Models for what extremist groups look like and the national security apparatus have changed significantly in 20 years, as well.
“Before 9/11, national security used to be defined in terms of intercontinental ballistic missiles with nuclear warheads. After 9/11, the national security priority was nongovernmental organizations that carried out acts of mass destruction. Since then, national security has come to focus on small groups with homemade explosives and small arms,” Kurzman said. “The level of violence surrounding these designations has gotten lower and lower, and each step lower justifies keeping large-scale counterterrorism programs in place.”
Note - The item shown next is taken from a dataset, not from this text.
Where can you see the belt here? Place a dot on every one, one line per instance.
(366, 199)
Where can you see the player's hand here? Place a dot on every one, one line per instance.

Today, the greatest concern around domestic violent extremism are white supremacists and militia groups, per a recent intelligence report released in March of this year.
“I think we consider it collectively the most significant terrorism-related threat impacting the homeland,” Mayorkas told Yahoo News in June.
But the psychological impact on surveillance post-9/11 on Muslim Americans still echoes throughout communities today.
“When you have a government saying that this particular racial, religious group is suspect, it interferes with their religious practice. I have known individuals who don’t want to look Muslim in public due to fear of unwarranted attention,” Mohamed said. “There’s a lot of community fear and mistrust, it chills free speech, you see a lot of individuals who don’t want to go to protests, who don’t want to be engaged in politics don’t want to be involved in places that may be controversial, out of fear that they’re going to become targets of law enforcement.”
For Bahe, a brush with surveillance nearly derailed his efforts to give back to his community. But he’s still running his organization today. .
“I saw this as pretty much a test, if you are about this life, you have to be even bigger and stronger, so that’s what catapulted me to becoming even more active and more public and saying you know what, I’m not going to let these people stop me for doing good, this is what Islam is about.”